Could this be what Mark Rothko described as, painting the emotion conveyed by a particular subject? If so, it is not surprising that the artist transcends to some other realm, beyond the subject of what one is painting. I am intriuged with Piet Mondrian's (b. 1871 - d. 1944) influence on Rothko (b. 1903 - d. 1970). Take a look at the evolution of Mondrian's paintings. I lament the fact that attention is not typically given to his early impressionistic landscapes, as is to - let's say, Composition with Red, Yellow and Blue (1921). It is quite stunning, to see Piet Mondrian's range of work over a life time. Only then, was I able to fully appreciate how his work evolved into a Modernist form, and perhaps more important - the "why" of it.

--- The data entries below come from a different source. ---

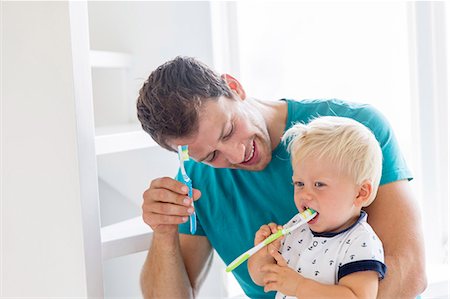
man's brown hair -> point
(170, 100)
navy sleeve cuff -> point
(364, 265)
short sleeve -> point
(364, 252)
(394, 164)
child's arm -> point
(263, 257)
(279, 277)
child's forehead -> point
(317, 165)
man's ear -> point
(364, 192)
(234, 85)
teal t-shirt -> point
(235, 203)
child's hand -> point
(279, 277)
(263, 257)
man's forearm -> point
(401, 270)
(394, 217)
(164, 269)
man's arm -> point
(166, 274)
(395, 217)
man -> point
(242, 173)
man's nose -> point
(234, 153)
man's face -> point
(232, 134)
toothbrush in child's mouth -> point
(306, 216)
(183, 155)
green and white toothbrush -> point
(307, 215)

It is truely remarkable, how Mondrian's compositional approach became "elemental" (not elementary, but rather, a redux to the most essential elements). This speaks of what art historians refer to as:

"Rothko's work becoming increasingly abstract; perhaps ironically, Rothko himself described the process as being one toward "clarity".


Rothko's description of this "clarity", is evocative of Piet Mondrian's evolution from impressionist landscapes to a modernist approach. One can see a similar evolution in Mark Rothko's work, from impressionist portraits, street scenes and landscapes, to his use of "mythology and symbols", and finally to what is referred to as "abstraction".

I found this particular link to a Rothko quote and image of his work, to be quite revealing. http://www.nga.gov/feature/rothko/abstraction1.shtm :
*snip* "We favor the simple expression of the complex thought. We are for the large shape because it has the impact of the unequivocal. We wish to reassert the picture plane. We are for flat forms because they destroy illusion and reveal truth."

Clarity. Conveying the emotion of the composition.
Can it be, that the ultimate resolution of this endeavor, is not - cannot be representational work, but rather, an abstraction?